FHA loan limits often fluctuate from year to year based upon the health of the nation’s housing market. Although the loan limits remain unchanged in 2015, that wasn’t the case the previous year.
On Dec. 6, 2013, the Department of Housing and Urban Development announced the loan limits for FHA loans on single-family homes would change on Jan. 1, 2014. The housing market was in a state of recovery at that time, so HUD determined that homeowners did not need the FHA-insured loan program as badly as they did during the throes of the Great Recession a few years earlier. As a result, the FHA reduced its loan limits.

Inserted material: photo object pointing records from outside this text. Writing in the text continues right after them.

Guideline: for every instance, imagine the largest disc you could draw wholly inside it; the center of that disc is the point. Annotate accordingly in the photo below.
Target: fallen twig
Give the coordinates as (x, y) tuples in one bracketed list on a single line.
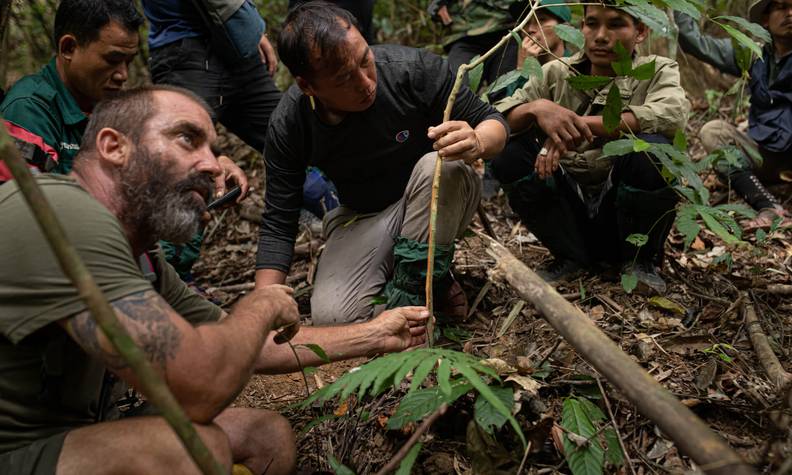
[(394, 462), (777, 374)]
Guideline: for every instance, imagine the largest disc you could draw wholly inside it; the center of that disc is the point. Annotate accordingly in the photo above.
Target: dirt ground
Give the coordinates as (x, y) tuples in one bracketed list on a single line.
[(699, 349)]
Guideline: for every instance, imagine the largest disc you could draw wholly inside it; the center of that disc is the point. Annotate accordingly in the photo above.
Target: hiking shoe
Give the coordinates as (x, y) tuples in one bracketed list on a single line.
[(649, 281), (559, 270)]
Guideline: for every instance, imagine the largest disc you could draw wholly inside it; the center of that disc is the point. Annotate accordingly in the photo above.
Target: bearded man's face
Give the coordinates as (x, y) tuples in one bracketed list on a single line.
[(159, 203)]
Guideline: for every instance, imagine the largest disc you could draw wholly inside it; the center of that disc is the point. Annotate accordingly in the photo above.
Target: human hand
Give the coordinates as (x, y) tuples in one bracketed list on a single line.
[(273, 303), (267, 53), (562, 126), (456, 140), (547, 160), (231, 172), (400, 328)]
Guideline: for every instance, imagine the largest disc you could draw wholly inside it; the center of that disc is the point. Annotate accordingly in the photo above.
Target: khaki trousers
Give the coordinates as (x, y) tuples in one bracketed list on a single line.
[(357, 260)]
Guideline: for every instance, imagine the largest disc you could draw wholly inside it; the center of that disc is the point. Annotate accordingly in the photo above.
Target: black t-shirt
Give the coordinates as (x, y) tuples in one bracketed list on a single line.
[(369, 155)]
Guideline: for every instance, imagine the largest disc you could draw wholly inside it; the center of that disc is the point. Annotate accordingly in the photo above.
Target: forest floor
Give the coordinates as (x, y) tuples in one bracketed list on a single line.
[(697, 347)]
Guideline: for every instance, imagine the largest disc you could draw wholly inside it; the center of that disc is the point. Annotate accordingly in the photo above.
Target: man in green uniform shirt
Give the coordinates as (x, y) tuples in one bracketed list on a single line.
[(145, 171)]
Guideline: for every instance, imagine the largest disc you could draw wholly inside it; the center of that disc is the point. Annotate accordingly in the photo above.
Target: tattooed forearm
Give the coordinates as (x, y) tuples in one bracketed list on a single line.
[(145, 315)]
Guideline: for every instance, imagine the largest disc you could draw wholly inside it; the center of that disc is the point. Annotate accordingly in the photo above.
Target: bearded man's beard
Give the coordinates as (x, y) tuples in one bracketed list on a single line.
[(156, 205)]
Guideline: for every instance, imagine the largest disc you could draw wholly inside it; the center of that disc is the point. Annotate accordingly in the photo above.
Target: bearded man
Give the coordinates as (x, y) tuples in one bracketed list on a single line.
[(144, 172)]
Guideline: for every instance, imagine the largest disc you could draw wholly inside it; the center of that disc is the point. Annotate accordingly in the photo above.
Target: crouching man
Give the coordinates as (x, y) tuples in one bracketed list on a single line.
[(580, 205), (144, 172)]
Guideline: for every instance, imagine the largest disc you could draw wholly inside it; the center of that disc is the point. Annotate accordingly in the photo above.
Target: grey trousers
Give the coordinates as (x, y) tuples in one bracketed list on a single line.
[(357, 260)]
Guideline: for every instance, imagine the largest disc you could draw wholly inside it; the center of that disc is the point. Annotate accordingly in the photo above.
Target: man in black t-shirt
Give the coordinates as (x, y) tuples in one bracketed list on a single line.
[(368, 118)]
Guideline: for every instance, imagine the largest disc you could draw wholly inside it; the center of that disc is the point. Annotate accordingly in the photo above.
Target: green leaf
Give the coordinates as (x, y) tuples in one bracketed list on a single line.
[(644, 72), (317, 350), (532, 68), (586, 83), (640, 145), (338, 467), (405, 468), (617, 148), (680, 140), (611, 113), (589, 458), (742, 38), (684, 7), (474, 75), (443, 376), (629, 282), (486, 416), (637, 240), (623, 64), (570, 34), (613, 454), (752, 28)]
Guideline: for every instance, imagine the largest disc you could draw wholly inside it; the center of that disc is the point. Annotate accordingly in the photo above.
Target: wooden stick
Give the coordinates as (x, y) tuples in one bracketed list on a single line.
[(652, 400), (394, 462), (777, 374), (151, 382)]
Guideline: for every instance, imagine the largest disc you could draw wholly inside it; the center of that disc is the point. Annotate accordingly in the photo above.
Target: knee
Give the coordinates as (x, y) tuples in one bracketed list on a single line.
[(715, 134)]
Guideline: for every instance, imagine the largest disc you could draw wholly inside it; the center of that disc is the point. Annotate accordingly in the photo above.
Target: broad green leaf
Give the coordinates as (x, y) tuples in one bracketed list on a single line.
[(405, 468), (504, 81), (637, 240), (752, 28), (742, 38), (339, 468), (486, 416), (629, 282), (570, 34), (586, 83), (443, 376), (715, 226), (587, 459), (317, 350), (623, 64), (611, 113), (617, 148), (487, 393), (474, 75), (532, 68), (613, 454), (644, 72), (680, 140), (684, 7), (640, 145)]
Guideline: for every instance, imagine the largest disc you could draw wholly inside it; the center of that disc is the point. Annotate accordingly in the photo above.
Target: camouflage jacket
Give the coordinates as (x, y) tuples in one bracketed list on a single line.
[(478, 17)]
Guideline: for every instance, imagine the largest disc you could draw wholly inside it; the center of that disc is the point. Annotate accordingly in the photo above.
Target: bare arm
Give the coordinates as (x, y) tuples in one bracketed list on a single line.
[(456, 140), (393, 330), (206, 366)]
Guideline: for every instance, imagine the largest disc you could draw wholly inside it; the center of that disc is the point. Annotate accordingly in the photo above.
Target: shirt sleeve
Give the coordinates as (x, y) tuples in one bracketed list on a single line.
[(719, 52), (666, 107), (35, 132), (285, 175)]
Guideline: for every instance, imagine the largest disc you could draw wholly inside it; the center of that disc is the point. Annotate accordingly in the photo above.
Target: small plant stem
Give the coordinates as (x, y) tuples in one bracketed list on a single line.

The loan limit for areas where housing costs were relatively low remained unchanged, at $271,050, from 2013 to 2014. But loan limits for the highest-cost areas, such as San Francisco and New York, were reduced significantly that year, from $729,750 to $625,500. This caused some controversy. After all, higher limits had been in effect for six years, established by the Economic Stimulus Act of 2008 to ensure that mortgages were still widely available during the Great Recession, when private lending options were limited. Congress had extended the increased loan limits several times through the years, which allowed the FHA to continue to insure loans and ensure the availability of home mortgages for many Americans.
HUD’s decision to drop loan limits in high-cost areas for 2014 — in recognition of the fact that the housing market was recovering, unemployment had dropped and job growth was on the upswing — affected approximately 650 counties across the nation. That in turn influenced many homebuyers who planned to rely on the FHA mortgage program to finance their home. The change made homes less affordable for many buyers.
Homebuyers planning to purchase homes in high-cost areas may find that their options are limited under the FHA loan program. The FHA’s loan limits may be prohibitively low, thus putting higher-cost homes out of the reach of many buyers.
There’s good news for some of these buyers, however. Federal legislation — specifically, Section 214 of the National Housing Act — provides special exceptions for certain areas of the nation.
FHA Loan Limit Exceptions
Alaska, Guam, Hawaii, and the Virgin Islands have their own loan limits. For a single-unit home, this limit may be as much as $721,050, depending on the area, and 150 percent of those limits for some circumstances. Click on each state to learn the local limits.
|Lake & Peninsula Borough||$271,050||$347,000||$419,425||$521,250|
|Petersburg Census Area||$332,350||$425,450||$514,300||$639,150|
|Prince Of Wales||$271,050||$347,000||$419,425||$521,250|
|Wrangell City & Borough||$332,350||$425,450||$514,300||$639,150|
|Kalawao County (Kahului, Wailuku, Lahaina)||$657,800||$842,100||$1,017,900||$1,265,000|
|Maui County (Kahului, Wailuku, Lahaina)||$657,800||$842,100||$1,017,900||$1,265,000|
FHA Jumbo Loans
Some homebuyers might be eligible for FHA jumbo loans, which have higher loan limits but come with added qualification requirements. An FHA loan with a principal balance in excess of $271,050 is considered to be a jumbo loan in many parts of the country. As with standard FHA loans, the loan limit ceilings for FHA jumbo loans can change annually and vary by your home’s location.
Individual lenders set underwriting guidelines for FHA jumbo mortgages, which vary. Standards are usually tougher for FHA jumbo loans than they are for standard FHA loans to reduce the risk inherent in these larger mortgages. For example, applicants may need a higher credit score to qualify for an FHA jumbo loan.
Similarly, the maximum debt-to-income ratio might be lower for those seeking higher-balance FHA mortgages. Reserve requirements — the amount of assets you need to have on hand at the time you close the mortgage — may be increased. Some lenders might even require two appraisals depending on the property’s location, the local housing market’s health and how much you plan to borrow.